What challenges exist with storing hydrogen?

One of the key challenges with onboard energy storage of hydrogen is that while hydrogen is almost three times as energy dense as jet fuels per unit mass, hydrogen has a much lower energy per unit volume. As a result, the tanks needed to store the hydrogen will have to be four times as large as current fuel tanks. And whereas jet fuel can be effectively stored in the wings, hydrogen will most likely be stored in the body of the aircraft due to the need for cylindrical cryogenic storage at -253C.


Boeing’s work in electric aviation includes partnerships such as Wisk to develop, test and certify all-electric vehicles and their safe deployment in the airspace.

Wisk, a Boeing Joint Venture, is developing an electric, vertical take-off and landing (eVTOL) air taxi which will represent a first-ever candidate for the certification of autonomous, passenger-carrying air taxi in the U.S.

Wisk air taxi

What is battery-electric propulsion?

Battery-electric propulsion utilizes batteries and electric motors as a mechanism to propel the aircraft. In order to make this type of propulsion possible, wings and propellers are placed at locations that minimize drag and maximize lift which may differ from traditional propulsion.

What are some advantages with battery-electric?

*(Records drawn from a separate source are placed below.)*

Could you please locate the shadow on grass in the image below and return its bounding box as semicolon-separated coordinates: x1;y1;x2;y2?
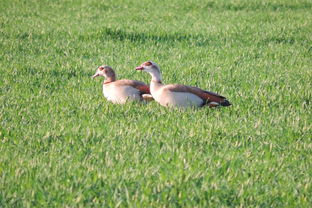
203;1;312;11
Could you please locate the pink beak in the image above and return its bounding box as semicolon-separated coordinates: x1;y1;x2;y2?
135;66;144;70
92;73;100;79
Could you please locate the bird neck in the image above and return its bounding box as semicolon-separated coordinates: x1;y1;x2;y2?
104;75;116;84
150;71;162;83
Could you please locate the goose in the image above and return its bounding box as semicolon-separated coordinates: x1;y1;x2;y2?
92;66;152;104
136;61;231;108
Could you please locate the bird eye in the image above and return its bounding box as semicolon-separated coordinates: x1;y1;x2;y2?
144;61;152;66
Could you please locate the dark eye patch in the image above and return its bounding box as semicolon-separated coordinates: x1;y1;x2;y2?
144;61;152;66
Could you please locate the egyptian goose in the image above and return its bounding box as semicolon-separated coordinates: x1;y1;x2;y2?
92;66;152;104
136;61;231;107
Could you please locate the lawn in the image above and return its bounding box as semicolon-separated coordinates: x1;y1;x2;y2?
0;0;312;207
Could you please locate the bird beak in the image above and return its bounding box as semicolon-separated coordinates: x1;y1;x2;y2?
135;66;144;70
92;72;100;79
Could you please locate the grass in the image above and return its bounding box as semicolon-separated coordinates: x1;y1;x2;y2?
0;0;312;207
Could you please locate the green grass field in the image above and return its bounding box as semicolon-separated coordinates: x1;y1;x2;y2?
0;0;312;207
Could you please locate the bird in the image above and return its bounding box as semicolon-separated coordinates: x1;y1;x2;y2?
92;65;153;104
136;61;231;108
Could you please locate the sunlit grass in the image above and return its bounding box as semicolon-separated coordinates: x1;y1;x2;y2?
0;0;312;207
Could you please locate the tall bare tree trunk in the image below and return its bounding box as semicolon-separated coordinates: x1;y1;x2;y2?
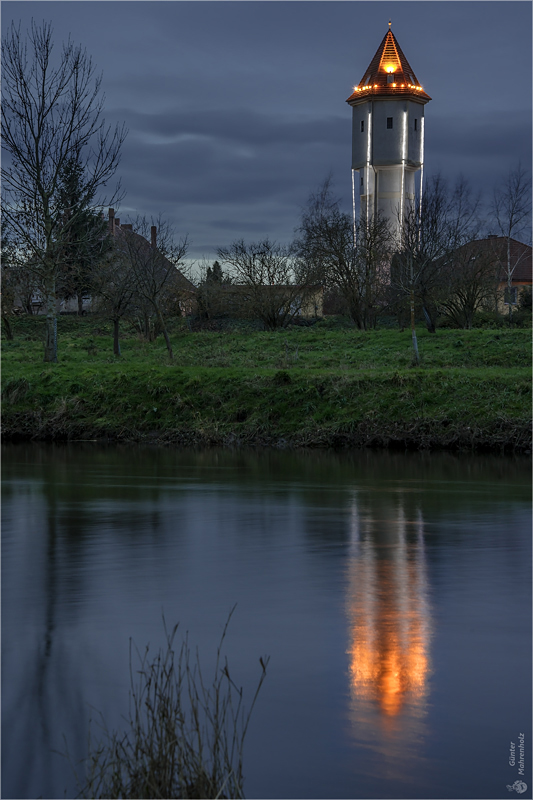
44;273;57;364
507;236;513;327
411;289;420;364
156;309;174;359
113;319;120;356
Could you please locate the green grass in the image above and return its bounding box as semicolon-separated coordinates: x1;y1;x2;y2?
2;317;531;449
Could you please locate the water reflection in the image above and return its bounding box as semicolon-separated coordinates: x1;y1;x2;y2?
347;498;432;730
2;446;531;798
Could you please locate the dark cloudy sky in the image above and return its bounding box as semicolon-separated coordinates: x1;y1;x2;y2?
2;0;532;259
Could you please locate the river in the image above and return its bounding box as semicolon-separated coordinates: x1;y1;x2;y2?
2;443;532;798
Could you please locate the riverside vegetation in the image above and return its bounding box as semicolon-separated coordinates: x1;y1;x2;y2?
2;316;531;452
71;607;269;798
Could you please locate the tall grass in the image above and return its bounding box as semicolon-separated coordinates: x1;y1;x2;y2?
78;611;268;800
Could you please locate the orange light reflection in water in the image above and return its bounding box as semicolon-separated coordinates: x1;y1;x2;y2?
348;512;430;727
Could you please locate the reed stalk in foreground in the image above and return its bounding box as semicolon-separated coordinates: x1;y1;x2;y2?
79;609;268;800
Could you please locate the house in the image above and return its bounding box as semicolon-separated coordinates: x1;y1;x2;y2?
109;208;197;316
481;235;532;311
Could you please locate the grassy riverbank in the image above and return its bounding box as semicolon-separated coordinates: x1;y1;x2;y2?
2;317;531;451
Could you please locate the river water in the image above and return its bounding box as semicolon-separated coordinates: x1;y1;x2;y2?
2;444;532;798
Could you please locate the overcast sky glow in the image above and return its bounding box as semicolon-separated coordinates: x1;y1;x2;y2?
2;0;532;266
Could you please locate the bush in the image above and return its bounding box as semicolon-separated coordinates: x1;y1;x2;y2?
76;611;268;798
472;309;506;328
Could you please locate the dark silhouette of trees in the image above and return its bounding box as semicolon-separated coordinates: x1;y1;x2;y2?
115;216;189;359
295;178;392;330
490;162;531;324
217;238;316;330
2;22;125;362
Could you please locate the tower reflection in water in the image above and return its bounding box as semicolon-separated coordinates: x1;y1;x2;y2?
347;495;431;772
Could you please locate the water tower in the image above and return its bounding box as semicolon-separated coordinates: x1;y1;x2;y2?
346;22;431;241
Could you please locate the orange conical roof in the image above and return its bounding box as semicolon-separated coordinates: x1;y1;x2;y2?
346;23;431;105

While a battery-electric flight can only achieve a fraction of the range supported by a normal combustion engine, it has higher power-conversion efficiency (two to three times more efficient) and significantly lower maintenance requirements. Other benefits of electric propulsion include zero emissions during flight, significant noise level reduction, and shorter runways for takeoff and landing. The use of electric also lowers operating costs through reduced maintenance costs since there are far fewer moving parts. For example, Wisk’s air vehicle only has 12 moving parts!

Are there other emissions to consider with battery-electric?

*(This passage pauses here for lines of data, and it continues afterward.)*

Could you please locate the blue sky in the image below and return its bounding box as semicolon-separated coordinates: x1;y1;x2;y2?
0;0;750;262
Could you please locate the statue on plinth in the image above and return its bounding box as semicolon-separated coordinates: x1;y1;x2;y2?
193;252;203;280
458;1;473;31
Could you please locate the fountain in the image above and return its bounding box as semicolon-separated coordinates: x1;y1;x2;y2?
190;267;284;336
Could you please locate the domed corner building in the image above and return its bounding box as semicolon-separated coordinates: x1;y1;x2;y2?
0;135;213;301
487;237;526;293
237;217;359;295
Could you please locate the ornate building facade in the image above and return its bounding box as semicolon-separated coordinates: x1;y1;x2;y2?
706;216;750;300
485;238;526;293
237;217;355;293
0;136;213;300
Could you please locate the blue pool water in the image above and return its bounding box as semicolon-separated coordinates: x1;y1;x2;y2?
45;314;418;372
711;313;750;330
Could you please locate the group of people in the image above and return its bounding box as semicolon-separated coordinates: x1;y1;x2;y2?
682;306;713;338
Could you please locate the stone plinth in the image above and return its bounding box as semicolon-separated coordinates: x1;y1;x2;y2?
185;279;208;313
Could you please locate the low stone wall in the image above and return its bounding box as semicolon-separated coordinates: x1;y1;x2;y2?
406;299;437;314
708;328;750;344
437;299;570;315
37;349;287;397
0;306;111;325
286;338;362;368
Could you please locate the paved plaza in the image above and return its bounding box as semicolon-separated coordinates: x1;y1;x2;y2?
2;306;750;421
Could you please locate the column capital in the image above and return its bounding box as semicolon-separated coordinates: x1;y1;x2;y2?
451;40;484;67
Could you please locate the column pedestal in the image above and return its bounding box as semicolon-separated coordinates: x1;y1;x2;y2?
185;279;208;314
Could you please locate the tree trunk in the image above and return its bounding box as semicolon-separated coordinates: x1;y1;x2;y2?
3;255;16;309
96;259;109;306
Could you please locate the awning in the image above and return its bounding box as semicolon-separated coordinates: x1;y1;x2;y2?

There are two other significant categories of emissions to consider with battery-electric propulsion. The first is the emissions involved with the production of the battery. It is important that the battery technology is manufactured sustainably, including mitigating lifecycle emissions during the production process. The second is that the source of electricity used to charge the battery packs comes from renewable energy grids.

What are some limitations with battery-electric?

The key limitation with battery-electric propulsion is its low energy density (Wh/kg). To put this into perspective, Jet A fuel has an energy density of 12,000 Wh/kg while the most advanced batteries such as lithium-ion have the density of 200 Wh/kg at the pack-level. Even if you were to double the energy density to 400wh/kg, the pack-level will still not be sufficient to enable the ranges of our commercial core market products. This challenge is why the current battery technology only enables small payloads and short distances. Other key challenges include safety and certification activities as well as changes in current airport infrastructure.